A linear mixed-effects model is of the form

$$y=\underset{fixed}{\underbrace{X\beta}}+\underset{random}{\underbrace{Zb}}+\underset{error}{\underbrace{\epsilon}},$$

where

*y*is the*n*-by-1 response vector, and*n*is the number of observations.*X*is an*n*-by-*p*fixed-effects design matrix.*β*is a*p*-by-1 fixed-effects vector.*Z*is an*n*-by-*q*random-effects design matrix.*b*is a*q*-by-1 random-effects vector.*ε*is the*n*-by-1 observation error vector.

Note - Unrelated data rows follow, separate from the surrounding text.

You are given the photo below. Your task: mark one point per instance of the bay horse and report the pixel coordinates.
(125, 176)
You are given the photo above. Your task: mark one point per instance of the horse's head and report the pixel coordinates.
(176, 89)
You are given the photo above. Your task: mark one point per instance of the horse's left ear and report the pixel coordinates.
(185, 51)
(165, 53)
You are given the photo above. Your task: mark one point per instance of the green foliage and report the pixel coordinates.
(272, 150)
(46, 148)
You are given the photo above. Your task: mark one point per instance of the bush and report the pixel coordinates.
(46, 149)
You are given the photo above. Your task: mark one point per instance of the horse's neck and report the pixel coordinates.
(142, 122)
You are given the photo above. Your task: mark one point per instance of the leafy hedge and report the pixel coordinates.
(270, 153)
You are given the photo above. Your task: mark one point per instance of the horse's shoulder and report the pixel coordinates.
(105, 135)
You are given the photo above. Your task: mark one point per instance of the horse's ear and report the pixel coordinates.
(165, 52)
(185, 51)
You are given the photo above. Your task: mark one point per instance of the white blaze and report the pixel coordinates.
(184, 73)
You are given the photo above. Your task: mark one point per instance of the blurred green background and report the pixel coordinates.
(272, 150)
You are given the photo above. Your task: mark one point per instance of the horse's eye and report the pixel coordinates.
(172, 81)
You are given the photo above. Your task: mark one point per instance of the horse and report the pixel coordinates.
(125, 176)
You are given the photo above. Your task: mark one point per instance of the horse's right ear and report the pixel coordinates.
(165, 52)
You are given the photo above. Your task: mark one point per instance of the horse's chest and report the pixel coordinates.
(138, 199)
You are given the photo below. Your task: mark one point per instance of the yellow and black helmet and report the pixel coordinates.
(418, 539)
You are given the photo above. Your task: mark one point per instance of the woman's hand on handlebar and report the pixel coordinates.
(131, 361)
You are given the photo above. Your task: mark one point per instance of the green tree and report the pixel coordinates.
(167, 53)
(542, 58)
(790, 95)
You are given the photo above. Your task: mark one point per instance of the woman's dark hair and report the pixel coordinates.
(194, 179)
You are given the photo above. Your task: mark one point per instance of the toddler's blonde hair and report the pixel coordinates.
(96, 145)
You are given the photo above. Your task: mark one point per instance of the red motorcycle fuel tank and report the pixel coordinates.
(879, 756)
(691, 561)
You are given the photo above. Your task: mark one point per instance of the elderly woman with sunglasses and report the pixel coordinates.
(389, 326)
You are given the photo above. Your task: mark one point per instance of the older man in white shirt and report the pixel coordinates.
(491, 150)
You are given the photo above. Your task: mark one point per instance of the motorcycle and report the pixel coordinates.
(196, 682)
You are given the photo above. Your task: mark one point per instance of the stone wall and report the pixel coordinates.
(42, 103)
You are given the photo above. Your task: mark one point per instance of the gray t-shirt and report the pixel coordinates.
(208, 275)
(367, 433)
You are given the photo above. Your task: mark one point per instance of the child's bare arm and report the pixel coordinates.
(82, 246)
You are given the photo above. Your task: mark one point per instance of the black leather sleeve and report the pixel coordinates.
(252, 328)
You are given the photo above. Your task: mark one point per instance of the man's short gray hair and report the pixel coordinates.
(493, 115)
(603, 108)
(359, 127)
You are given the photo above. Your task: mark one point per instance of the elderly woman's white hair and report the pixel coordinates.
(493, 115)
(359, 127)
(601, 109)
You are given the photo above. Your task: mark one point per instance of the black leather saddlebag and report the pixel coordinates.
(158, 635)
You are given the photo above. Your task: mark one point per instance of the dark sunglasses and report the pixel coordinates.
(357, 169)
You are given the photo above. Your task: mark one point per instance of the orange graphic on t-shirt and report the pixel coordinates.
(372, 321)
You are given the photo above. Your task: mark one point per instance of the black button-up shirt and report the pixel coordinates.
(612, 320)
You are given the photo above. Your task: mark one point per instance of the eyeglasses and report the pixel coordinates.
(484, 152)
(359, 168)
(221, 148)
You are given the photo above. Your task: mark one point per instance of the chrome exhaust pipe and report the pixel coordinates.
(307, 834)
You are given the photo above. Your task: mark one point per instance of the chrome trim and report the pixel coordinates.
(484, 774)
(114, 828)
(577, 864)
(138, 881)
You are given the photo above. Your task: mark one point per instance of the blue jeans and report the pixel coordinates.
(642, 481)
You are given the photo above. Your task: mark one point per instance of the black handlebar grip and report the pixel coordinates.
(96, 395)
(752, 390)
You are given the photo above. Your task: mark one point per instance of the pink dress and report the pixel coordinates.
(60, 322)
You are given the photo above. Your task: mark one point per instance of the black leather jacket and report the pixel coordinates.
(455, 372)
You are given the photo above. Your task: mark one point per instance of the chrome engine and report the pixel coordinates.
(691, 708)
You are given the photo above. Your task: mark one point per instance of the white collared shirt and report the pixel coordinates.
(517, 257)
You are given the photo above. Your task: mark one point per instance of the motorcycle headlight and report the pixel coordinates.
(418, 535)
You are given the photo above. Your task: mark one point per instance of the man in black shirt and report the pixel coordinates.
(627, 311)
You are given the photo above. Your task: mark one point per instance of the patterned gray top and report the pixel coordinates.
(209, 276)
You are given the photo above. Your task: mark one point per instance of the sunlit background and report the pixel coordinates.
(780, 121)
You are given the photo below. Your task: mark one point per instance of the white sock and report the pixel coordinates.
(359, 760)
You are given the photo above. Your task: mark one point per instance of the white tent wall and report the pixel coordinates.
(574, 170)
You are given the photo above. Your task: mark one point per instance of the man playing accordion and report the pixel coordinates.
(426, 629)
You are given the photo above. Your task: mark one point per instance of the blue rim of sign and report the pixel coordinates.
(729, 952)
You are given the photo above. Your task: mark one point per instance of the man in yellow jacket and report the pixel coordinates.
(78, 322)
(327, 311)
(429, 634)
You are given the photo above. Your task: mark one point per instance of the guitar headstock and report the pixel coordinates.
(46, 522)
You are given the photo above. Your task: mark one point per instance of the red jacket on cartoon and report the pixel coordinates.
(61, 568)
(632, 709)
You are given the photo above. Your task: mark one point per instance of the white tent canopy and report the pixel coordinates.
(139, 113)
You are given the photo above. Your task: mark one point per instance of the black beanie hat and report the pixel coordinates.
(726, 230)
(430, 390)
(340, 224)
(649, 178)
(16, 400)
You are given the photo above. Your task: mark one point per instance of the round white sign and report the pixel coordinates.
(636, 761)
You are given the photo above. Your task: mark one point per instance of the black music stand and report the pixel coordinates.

The random-effects vector, *b*, and
the error vector, *ε*, are assumed to have
the following independent prior distributions:

$$\begin{array}{l}b~N\left(0,{\sigma}^{2}D\left(\theta \right)\right),\\ \epsilon ~N\left(0,\sigma {}^{2}I\right),\end{array}$$

where *D* is a symmetric and positive
semidefinite matrix, parameterized by a variance component vector *θ*, *I* is
an *n*-by-*n* identity matrix, and *σ*^{2} is
the error variance.

In this model, the parameters to estimate are the fixed-effects
coefficients *β*, and the variance components *θ* and *σ*^{2}.
The two most commonly used approaches to parameter estimation in linear
mixed-effects models are maximum likelihood and restricted maximum
likelihood methods.

The maximum likelihood estimation includes both regression coefficients and the variance components, that is, both fixed-effects and random-effects terms in the likelihood function.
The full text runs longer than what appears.